Throughout the story, the narrator can see disgust and self-disgust and doesn't much distinguish between the two. In crisis, he sees that one's true nature is revealed and it horrifies us. "The insult to us is so atrocious that we would rather be dead, but there is no one to accuse us except ourselves." Yet he is alive and others are not, and he may be the cause of both suicides. To feel self-disgust would seem not the human condition, but his condition, and yet though he talks of cowardice when refusing to kill himself after Jean succeeded, he also proposes that while most people confronted by the horror of their own nature would prefer to die, there he is still alive.
Thus rather than seeing that he treats Carlotta badly he claims that people treat others badly; that his mistreatment of Carlotta is the way things are, evident in his claim about the way things happen in this world. Thus he also wonders whether if Carlotta had any mystery to her whether things might have been different. That he would have been the victim and not the tormentor. "Would things have turned out differently with any other woman? Another, I mean, who would be capable of humiliating me as my nature demands?"

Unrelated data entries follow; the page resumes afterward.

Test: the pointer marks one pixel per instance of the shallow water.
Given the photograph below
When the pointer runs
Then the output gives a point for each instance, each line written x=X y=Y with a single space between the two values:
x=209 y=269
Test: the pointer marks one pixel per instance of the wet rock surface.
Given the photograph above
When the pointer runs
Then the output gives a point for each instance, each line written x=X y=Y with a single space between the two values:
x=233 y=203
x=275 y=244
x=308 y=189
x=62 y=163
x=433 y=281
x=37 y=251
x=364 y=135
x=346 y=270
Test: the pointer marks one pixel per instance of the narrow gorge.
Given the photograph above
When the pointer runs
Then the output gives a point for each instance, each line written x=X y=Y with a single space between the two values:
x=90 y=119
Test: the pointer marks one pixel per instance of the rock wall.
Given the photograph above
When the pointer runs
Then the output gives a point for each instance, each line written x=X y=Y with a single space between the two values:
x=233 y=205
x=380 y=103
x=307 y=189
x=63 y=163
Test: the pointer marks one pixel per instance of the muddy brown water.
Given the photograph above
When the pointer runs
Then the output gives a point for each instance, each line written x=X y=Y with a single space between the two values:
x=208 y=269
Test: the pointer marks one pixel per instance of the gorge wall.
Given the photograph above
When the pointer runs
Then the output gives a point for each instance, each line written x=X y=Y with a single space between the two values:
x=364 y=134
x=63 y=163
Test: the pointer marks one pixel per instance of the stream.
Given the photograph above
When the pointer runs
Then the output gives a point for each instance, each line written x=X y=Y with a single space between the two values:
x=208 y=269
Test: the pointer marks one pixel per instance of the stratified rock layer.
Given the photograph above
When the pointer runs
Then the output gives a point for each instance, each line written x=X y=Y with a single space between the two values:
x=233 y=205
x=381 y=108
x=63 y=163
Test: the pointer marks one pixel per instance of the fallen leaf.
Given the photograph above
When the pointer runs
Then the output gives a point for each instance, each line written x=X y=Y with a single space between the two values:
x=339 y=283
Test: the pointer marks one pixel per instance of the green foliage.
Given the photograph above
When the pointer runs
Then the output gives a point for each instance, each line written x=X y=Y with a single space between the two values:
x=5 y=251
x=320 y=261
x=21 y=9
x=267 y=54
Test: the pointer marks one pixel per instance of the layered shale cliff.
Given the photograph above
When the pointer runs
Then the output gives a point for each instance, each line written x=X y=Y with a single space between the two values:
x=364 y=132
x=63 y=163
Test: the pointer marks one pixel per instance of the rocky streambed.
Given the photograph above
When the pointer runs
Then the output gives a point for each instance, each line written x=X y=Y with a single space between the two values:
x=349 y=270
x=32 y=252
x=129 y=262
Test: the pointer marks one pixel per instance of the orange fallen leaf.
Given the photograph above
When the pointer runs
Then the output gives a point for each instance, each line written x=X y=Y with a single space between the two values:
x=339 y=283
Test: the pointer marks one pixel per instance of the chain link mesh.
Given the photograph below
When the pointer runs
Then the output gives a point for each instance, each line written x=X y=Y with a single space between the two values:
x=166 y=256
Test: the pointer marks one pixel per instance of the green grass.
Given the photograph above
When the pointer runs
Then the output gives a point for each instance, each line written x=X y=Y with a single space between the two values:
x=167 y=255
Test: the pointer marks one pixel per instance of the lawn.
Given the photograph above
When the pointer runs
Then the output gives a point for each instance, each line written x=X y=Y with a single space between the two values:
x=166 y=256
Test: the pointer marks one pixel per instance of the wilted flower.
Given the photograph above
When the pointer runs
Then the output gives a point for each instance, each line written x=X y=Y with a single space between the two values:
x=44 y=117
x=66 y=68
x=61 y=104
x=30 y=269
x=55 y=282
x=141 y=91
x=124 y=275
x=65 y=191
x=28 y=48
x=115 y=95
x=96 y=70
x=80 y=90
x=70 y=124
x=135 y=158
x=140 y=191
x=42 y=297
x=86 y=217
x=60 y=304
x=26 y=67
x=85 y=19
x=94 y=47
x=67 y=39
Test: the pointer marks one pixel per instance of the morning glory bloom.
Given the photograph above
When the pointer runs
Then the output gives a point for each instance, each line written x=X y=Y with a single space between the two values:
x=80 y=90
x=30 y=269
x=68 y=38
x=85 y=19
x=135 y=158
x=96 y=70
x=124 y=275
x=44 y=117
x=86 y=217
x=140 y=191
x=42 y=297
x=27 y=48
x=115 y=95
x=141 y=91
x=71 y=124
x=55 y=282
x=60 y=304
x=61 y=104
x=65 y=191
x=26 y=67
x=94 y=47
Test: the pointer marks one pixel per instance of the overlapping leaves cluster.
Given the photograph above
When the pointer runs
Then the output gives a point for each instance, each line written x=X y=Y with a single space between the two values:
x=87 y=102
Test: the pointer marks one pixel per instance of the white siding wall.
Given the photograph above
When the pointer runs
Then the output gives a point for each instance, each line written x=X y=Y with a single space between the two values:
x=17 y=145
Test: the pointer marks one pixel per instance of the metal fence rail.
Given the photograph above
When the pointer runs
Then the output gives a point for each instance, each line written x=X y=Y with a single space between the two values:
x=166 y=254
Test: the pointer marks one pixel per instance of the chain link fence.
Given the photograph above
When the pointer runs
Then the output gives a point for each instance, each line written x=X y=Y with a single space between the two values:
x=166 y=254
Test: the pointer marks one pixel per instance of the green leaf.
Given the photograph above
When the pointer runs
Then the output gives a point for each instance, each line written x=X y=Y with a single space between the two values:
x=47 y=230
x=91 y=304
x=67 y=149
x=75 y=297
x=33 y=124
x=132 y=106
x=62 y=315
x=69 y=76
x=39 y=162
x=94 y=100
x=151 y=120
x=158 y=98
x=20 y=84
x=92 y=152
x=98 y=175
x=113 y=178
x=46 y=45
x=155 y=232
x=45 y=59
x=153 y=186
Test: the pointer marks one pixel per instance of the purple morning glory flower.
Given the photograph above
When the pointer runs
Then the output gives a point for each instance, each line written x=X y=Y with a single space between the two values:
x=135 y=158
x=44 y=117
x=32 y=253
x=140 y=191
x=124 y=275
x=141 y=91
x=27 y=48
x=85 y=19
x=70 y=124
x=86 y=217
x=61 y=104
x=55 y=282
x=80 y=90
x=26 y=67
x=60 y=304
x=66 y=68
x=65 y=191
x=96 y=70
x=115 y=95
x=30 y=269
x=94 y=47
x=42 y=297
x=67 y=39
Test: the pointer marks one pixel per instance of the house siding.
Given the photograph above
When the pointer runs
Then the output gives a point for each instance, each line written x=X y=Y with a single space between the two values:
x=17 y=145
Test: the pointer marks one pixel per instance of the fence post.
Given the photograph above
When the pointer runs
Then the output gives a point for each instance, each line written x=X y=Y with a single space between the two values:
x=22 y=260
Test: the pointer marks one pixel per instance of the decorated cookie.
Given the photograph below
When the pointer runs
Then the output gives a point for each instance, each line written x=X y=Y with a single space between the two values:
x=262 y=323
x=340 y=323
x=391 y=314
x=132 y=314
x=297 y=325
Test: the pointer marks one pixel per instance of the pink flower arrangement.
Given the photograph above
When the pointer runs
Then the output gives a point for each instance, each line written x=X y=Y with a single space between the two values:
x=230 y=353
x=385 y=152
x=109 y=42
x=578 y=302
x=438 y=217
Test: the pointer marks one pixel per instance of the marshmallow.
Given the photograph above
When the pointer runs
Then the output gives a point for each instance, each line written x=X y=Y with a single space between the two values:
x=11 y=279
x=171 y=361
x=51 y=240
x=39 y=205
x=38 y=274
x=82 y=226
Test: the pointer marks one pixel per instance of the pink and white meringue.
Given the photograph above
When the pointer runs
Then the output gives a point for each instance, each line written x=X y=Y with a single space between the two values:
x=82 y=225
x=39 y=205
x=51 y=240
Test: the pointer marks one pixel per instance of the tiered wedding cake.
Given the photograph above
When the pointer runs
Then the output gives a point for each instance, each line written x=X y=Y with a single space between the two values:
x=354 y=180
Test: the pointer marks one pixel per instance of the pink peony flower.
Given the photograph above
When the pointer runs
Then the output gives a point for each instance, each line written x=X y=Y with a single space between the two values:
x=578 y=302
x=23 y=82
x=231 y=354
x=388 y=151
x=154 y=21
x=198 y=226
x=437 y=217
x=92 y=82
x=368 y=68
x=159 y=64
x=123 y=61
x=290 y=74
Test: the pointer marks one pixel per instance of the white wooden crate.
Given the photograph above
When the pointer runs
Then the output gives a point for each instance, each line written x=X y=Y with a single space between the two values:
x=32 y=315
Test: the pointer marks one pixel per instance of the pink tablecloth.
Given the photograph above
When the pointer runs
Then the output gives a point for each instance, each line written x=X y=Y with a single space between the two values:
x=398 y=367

As he recalls moments of remorse that seems too weak a word for the guilt we might believe he ought to feel (and yet a word often used in the story), he reminds himself how badly he treated Carlotta. This would include leaving her in the middle of the night, telling her that the affair doesn't matter to him, or turning up when he feels like it, knowing that Carlotta yearns for his presence. When he appears after a couple of nights' absence, he sees her eyes swollen. She was suffering for love and he was bored with indifference. But, of course, it had been the other way round with others, and that was usually the way the narrator liked it: suffering was at least a strong feeling, and yet doesn't he admit passions are of little use, and the small pleasures are what matter?
Maybe one way of accommodating these apparent contradictions, and seeing them more broadly in Pavese's work and life, was that he sought an escape from the tyranny of the ego, and from a master/slave dialectic that kept creating winners and losers, in society, in literature, in love. At the end of the story, the narrator lives but the writer who wrote it we now know ended up the way of Jean and Carlotta. It creates in the work and beyond it a haunting question: what is it to be alive, and if it means competing with others in various manifestations, if it means being loved and bored, or loving and anxious, is life worth living at all?